How to stimulate labor in a rat? - briefly
Induce parturition in rats by injecting a prostaglandin F₂α analog (e.g., cloprostenol, 0.1 mg/kg subcutaneously) or a single dose of mifepristone (0.2 mg/kg intraperitoneally), which usually triggers delivery within 12–24 hours. Monitor the animals for labor signs and provide supportive care as needed.
How to stimulate labor in a rat? - in detail
Inducing parturition in laboratory rats requires precise control of physiological cues that naturally trigger delivery. Successful protocols combine hormonal manipulation, pharmacological agents, and careful monitoring of maternal condition.
The most widely adopted approach uses a combination of progesterone withdrawal and oxytocin administration. Progesterone maintains uterine quiescence; its abrupt reduction permits contractions. A typical regimen involves:
- Progesterone withdrawal – on gestation day 21 (rats deliver around day 22), inject 100 µg of mifepristone (RU‑486) subcutaneously. This antagonist blocks progesterone receptors and initiates cervical ripening.
- Oxytocin stimulation – 12 hours after mifepristone, deliver oxytocin intravenously at 0.5 IU/kg. Increase the dose incrementally (0.5–2 IU/kg) until regular uterine activity is observed.
- Supportive fluids – administer isotonic saline (10 ml/kg) intraperitoneally to prevent hypovolemia during strong contractions.
Alternative pharmacological agents include prostaglandin analogs such as cloprostenol (0.1 mg/kg, subcutaneous) or dinoprost (0.5 µg/kg, intramuscular). These compounds directly stimulate myometrial contractility and can be used when oxytocin response is insufficient. Dosage must be titrated to avoid uterine hyperstimulation, which can compromise fetal oxygenation.
Mechanical methods are less common but may be employed in specific research contexts. Cervical dilation using a calibrated Foley catheter (2 mm balloon) for 30 minutes can facilitate passage of pups when cervical remodeling is delayed. This technique requires anesthesia (isoflurane 1–2%) and continuous temperature control.
Monitoring parameters are essential throughout the induction process:
- Body temperature – maintain 37 °C with a heating pad; hypothermia impairs uterine contractility.
- Heart rate and respiration – use a pulse oximeter to detect maternal distress.
- Uterine activity – insert a pressure transducer catheter into the uterine lumen to record contraction frequency and amplitude.
- Fetal viability – assess pup movement and heart rate via ultrasound before and after induction.

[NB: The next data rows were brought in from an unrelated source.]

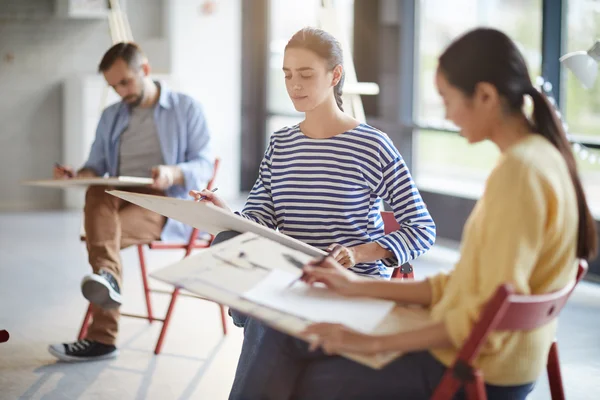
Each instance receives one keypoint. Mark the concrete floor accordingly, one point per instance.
(42, 263)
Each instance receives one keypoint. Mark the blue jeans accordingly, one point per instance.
(276, 366)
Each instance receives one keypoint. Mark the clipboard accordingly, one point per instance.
(209, 218)
(208, 274)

Ethical compliance mandates that all procedures follow institutional animal care guidelines. Analgesia (e.g., buprenorphine 0.05 mg/kg, subcutaneous) should be provided post‑delivery to alleviate pain. Researchers must record all interventions, dosages, and outcomes to ensure reproducibility and to facilitate refinement of protocols.
In summary, a reliable induction protocol combines progesterone antagonism, oxytocin or prostaglandin administration, supportive fluid therapy, and rigorous physiological monitoring. Adjustments to dosage and timing should be guided by strain‑specific gestational length, maternal health status, and experimental objectives.